My response to Ian’s post

EXCELLENT idea!  But…

There may actually be a little more to it than simply moving from “here” to “there”.  

My experience at Harvard is that the community relies rather heavily on email-based systems, like the ABCD mailing lists.  

On the other hand, I attempted to start a discussion forum, similar to the way Google Groups works, and was disappointed to find no one would use it.  There appeared to be a stigma against forum-style dialog, wherein posts “live forever”.  Of course we all know thanks to Ollie that email lives forever, and that mailing-lists have archives, but despite this, there is a still some sort of preference in this community to post in a mailing list rather than a forum.  What I’ve discerned is a sense that forums are forever, while email is fleeting, however untrue that perception may be.  And that perception, and possibly the familiarity of the email paradigm, makes the community more comfortable with email than with forums.

And there are plenty of other differences.  Google Groups, like newsgroups and forums, can be made to send email notifications to registered users, but there still seems to be a tendency for users to think of email as “immediate”, whereas forums are more of a “when I get time” (pull, versus push).  In other words, without an active culture that embraces forum style discourse, people use email when they have to have something “now”, and forums are often relegated to the “when I get around to it” category.  Everyone reads their email every day.  Consulting forums seems to be perceived as yet another demand on people’s time.  And without a culture that has come to value the forum style of discourse, it’s not worth people’s time.

For example, I’ve always been told (and personally experienced) the phenomenon that a forum must be “jump started”.  Without an adequate groundswell of users and content to insure that new users find the forum interesting, helpful and provocative, people tend to make short, unsatisfying visits, then never return.

My personal experience is that newsgroups and forums are VASTLY superior to mailing lists for the purposes of knowledge-sharing and collaboration (at least, certain types).  At a previous workplace, “forums” were the single most essential communication link between engineering and field support, and gave the company an enormous advantage over competitors that other forms of communication, like email, “Wikis”, etc. just never came close to.
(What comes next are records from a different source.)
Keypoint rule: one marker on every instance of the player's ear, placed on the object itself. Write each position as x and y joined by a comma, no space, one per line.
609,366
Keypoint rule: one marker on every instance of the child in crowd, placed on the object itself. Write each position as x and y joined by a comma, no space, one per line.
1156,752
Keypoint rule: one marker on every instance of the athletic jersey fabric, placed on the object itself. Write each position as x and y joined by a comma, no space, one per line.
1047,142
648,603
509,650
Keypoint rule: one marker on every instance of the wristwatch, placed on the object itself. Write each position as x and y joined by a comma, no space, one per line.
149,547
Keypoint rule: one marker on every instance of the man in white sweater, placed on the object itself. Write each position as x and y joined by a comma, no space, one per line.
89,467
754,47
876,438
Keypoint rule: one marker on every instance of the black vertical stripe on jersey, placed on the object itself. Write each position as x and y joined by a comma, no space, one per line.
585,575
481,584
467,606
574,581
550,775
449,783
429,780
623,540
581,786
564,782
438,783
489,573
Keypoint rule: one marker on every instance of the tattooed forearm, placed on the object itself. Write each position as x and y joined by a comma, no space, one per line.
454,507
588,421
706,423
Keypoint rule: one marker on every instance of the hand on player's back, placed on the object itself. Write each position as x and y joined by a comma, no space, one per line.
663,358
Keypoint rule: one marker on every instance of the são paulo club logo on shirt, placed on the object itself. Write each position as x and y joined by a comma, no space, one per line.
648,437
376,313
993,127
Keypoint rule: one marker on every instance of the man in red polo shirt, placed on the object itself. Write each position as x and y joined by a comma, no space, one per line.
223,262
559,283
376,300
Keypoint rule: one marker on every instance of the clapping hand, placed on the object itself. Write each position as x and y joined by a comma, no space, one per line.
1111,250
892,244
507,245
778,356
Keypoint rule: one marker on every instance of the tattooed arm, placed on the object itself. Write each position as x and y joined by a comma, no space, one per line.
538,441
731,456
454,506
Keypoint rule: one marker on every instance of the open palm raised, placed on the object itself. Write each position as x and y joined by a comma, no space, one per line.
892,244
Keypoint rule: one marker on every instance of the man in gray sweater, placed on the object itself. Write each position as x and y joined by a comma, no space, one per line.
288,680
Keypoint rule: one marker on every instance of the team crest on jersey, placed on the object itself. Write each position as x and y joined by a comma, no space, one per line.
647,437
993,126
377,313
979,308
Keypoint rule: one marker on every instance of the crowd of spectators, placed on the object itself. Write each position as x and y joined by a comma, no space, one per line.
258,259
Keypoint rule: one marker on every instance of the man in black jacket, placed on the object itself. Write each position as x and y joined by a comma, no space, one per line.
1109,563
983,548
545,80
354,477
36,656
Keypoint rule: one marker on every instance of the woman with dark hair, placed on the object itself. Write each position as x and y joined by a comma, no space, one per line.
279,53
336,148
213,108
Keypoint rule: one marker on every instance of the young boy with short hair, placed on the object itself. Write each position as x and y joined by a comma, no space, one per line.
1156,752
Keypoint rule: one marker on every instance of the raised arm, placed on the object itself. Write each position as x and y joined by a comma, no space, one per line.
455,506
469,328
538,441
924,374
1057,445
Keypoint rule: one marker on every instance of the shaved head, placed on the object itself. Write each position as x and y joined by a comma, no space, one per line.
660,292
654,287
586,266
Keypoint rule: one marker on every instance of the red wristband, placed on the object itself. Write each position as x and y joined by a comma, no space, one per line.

So, all other considerations aside, I’m completely *FOR* using a forum-style means of communication and collaboration here at Harvard.  In fact, my group has already tried out Google Groups, Google Wave (now defunct) and I even installed a PHP-based forum package on my desktop that we tried for a while.  We even tried using the various forum-style components of other work tools like Daptiv, and the discussion feature in the Wiki (there are also several Drupal installations active here, and Drupal has a very robust discussion group capability).

But I’ve been completely unsuccessful in challenging the mailing list “norm”.  My hope is that we can try this, and that it will be deliriously successful, and that my own experiences with forum use here will be completely atypical.

For example, one forum I created never got a single post.  But when it was switched to a mailing list, I had to unsubscribe at work because I was inundated with email from it! Yet another advantage of forums: unsubscribing doesn’t cause you to miss out on anything.

I’m just worried there is more to the “forum vs. email” issue than may seem obvious on the surface.  

Cultural norms can be very hard to influence.

I look forward to a lively discussion on it, though!

And, by the way, there is an I.T. Summit coming up on June 23rd hosted by the Harvard University Office of the Chief Information Officer.  Several of the breakout sessions are about collaboration technologies, and I plan to attend every one!